I think I’ve mentioned before that I don’t like to cook. The fact that I’m not good at it, I’m a perfectionist, and I love great food is a horrible combination because I fear my time spent in the kitchen is going to result in a horrible meal. While I’m working on getting over this completely irrational fear (thanks to my 30×30 list), I have Cleveland’s restaurants to keep my tastebuds happy.
From E4th to Shaker Square to Gordon Square (and pretty much every other Cleveland neighborhood), I am never wanting for a good place to eat. And even in the suburbs (which in other cities may be a desert for non-chain restaurants), you can usually find a handful of locally owned restaurants that offer an appetizing menu and good prices. Even the Cleveland Airport Marriott has an amazing, creative restaurant for both locals and out-of-towners in AMP 150.
That was why I was interested in a recent LivingSocial survey which said Cleveland dines out less often than any U.S. city but one (Minneapolis-St. Paul).
The online survey was conducted in the top 20 media markets by Mandala Research, LLC among LivingSocial users 18+. With Cleveland respondents saying they ate an average of 3.89 meals out per week (including breakfast, lunch, brunch and dinner), we ranked #19 compared to the other markets (the national average was 4.78). Interestingly, we were in the top ten for listing dinner date as the reason we most frequently dine out.
Cleveland respondents also rated Mexican as the new type of food they most recently tried out. This compares to the national average which was Thai (Thai didn’t rank for any Cleveland respondents). Additionally, Spanish food, Cuban and Brazilian which were popular “experimental food” categories in other cities didn’t rank in Cleveland results.
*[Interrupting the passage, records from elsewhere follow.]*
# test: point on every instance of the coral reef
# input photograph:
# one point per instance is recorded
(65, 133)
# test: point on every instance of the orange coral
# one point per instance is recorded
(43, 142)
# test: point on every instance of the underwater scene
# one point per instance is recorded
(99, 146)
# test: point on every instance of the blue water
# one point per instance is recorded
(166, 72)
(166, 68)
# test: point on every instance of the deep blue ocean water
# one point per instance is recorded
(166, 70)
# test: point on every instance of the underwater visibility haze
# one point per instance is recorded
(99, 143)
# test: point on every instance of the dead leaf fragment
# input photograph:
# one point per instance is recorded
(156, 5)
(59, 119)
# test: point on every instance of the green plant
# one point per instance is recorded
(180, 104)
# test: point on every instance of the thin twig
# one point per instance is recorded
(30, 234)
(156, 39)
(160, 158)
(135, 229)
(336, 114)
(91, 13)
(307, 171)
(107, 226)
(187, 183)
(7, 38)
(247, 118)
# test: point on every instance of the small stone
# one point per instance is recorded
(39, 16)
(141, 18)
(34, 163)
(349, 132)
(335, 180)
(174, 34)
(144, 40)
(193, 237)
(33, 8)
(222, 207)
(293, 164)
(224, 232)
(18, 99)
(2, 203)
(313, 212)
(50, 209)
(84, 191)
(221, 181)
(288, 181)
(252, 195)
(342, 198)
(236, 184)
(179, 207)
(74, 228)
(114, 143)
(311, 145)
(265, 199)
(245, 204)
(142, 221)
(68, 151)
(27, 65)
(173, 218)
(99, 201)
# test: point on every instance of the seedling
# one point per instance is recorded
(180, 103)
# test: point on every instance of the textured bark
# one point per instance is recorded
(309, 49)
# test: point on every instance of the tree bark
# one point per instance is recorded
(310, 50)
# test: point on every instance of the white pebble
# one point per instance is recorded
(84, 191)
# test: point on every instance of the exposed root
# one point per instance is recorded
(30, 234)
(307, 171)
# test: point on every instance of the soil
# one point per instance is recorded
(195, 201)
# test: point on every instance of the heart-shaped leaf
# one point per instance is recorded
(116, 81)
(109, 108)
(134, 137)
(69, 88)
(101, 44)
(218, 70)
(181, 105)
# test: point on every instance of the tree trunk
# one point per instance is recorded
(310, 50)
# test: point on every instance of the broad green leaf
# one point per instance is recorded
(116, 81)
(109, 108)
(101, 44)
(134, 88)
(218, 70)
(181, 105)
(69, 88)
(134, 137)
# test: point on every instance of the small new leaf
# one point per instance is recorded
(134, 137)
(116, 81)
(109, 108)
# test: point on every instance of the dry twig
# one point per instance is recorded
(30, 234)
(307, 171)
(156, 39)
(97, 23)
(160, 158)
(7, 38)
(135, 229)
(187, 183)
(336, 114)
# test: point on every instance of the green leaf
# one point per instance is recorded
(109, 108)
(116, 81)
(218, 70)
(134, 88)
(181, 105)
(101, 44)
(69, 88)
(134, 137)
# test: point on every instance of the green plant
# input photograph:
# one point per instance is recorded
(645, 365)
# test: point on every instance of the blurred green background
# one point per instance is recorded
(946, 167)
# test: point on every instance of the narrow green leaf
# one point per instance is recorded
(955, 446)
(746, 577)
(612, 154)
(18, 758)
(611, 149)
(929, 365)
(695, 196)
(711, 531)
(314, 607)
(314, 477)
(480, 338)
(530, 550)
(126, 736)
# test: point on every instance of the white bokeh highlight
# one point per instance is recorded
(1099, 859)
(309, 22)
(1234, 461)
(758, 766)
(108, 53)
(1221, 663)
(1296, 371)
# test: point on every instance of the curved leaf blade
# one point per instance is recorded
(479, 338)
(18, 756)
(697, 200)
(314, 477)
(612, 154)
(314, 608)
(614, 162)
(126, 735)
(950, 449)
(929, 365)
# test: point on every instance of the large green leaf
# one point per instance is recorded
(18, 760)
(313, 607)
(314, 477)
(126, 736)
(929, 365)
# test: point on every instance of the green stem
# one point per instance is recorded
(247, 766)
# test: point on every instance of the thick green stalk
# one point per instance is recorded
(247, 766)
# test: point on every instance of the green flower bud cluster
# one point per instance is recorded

Not surprisingly, though, Cleveland led the nation in the popularity of Food Trucks. And we were above average for respondents who self-described themselves as locavores and meat lovers (ranked #7 and #6, respectively).
As with any survey, you’re looking at just a slice of the community. Nationally, more than 4400 people took the survey, with 200 of them being from Cleveland’s DMA. Geographically, the DMA is more than just Cleveland proper; it also includes Ashland, Ashtabula, Carroll, Cuyahoga, Erie, Geauga, Holmes, Huron, Lake, Lorain, Medina, Portage, Richland, Stark, Summit, Tuscarawas and Wayne counties.
Additionally, a recent Nielsen survey showed that LivingSocial’s typical user is in a high income bracket (almost 50 percent likely to earn $150,000 or more a year), young (one third fall into the 21 to 34 age bracket), and female. So you could make the argument that any survey doesn’t necessarily reflect all of Cleveland and that we may eat out more often than that.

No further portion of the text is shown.